Je toto lokální, nebo národní zvyk?
The Czech Republic capital, Prague –
though not apparent in these images – is the impetus and backdrop for
Peter Fitzpatrick’s exhibition, ‘Je toto lokální, nebo národní zvyk? ’.
Reinventing himself as the key protagonist in each of these large-scale
photographs and videos, Fitzpatrick creates what on the surface appear
to be surreal, Kafkaesque narratives that are in fact faithful
recreations of actual encounters with characters on the streets of
Prague.
For more than a decade Fitzpatrick has been fascinated
by Eastern Europe and has returned whenever possible to explore a
culture that is intrinsically different to his own; one that has
suffered and survived, albeit with immeasurable consequences, the
ravages of social upheaval. This current body of work springs from a
residency undertaken at ‘The Meet Factory’, a new initiative for
cultural exchange in Prague, in the months spanning November 2007 to
April 2008. Regardless of the harsh winter and cold realities that he
encountered during his stay Fitzpatrick revelled in the liminality of
travel. Divorced from quotidian responsibilities and immersed in
another culture afforded a unique opportunity to cast a critical eye on
the spectacle and peculiarities of life in his Czech neighbourhood.
Reminiscent
of the diverse practices of Bill Brandt and Tuen Hocks, Fitzpatrick’s
work has often switched between the traditions of street photography
and those of the artfully staged. Yet Prague, so complexly layered with
history, politics and humanity demanded something more. In ‘Je toto
lokální, nebo národní zvyk? ’ he cleverly integrates these two
different approaches to image making. Like Benjamin’s flâneur wandering
the urban and industrialised streets, Fitzpatrick became a voyeur of
the comic tragedies enacted by the city’s social misfits. Conscious of
scrutinising the idiosyncrasies of the unhinged, the dispossessed and
those who don’t conform to the expectations of society, he collected
visions of his bizarre daily encounters not with his camera – strangely
disrupting Sontag’s notion that ‘the photographer is an armed version’

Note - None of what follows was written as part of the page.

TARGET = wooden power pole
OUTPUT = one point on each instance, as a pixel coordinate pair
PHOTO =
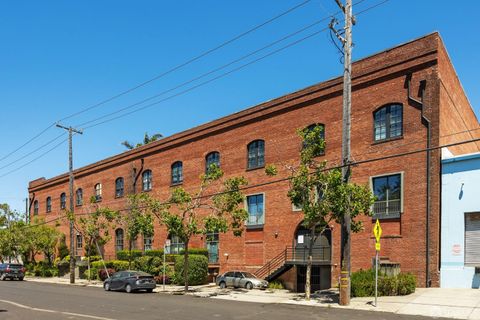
(345, 36)
(70, 184)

of the flâneur – but through quick sketches and mental notes. When
alone and back in his studio, unhindered by a return gaze, Fitzpatrick
recreated those characters and situations and translated them onto
film.
Relying on his inventiveness and resourcefulness,
Fitzpatrick imaginatively populated the blank canvas of his Prague
studio. With little more than an army surplus camouflage uniform (an
eerie reminder of military regimes) and a deranged expression, or a
pair of luminous overalls and a disturbing gaze he conjures an austere
world characterised by the ridiculous. Curiously constructed for the
camera
with a few rudimentary props, a playful sprinkling of
references to art and photography history, and a cable release clamped
firmly underfoot, his subjects are caught mid-action, frozen in the
lamplights, trapped in some private and eccentric world. They appear
shadowed by ghosts or madness and evoke both humour and pathos.
The
intention of these images hovers in their equivocation. The tension
laying somewhere in the moment between perceiving them as humorous
fiction and the comprehension that they are indeed extraordinary
vignettes predicated on real events. Loosely concealed amongst the wry
wit these images are imbued with the experience of displacement that
Fitzpatrick is confronted with not merely as a traveller but also, and
more poignantly in the people he observes. While these images are at
once absurd and beguiling, they are ultimately confronting depictions
of the marginalised in society. Real, remembered, distorted or imagined.
Written by Dr Jo-Anne Duggan © 2009.
1. Walter Benjamin, The Arcades Project, Tiedemann ed., Howard Eiland
and Kevin McLaughlin trans., Rolf Cambridge, London: Belknap Press,
1999, p. 416.
2. Susan Sontag, On Photography, New York: Penguin, 1977, p. 55.
Dr
Jo-Anne Duggan is a scholar and photomedia artist and is currently a
Postdoctoral Research Fellow at Victoria University, in Melbourne.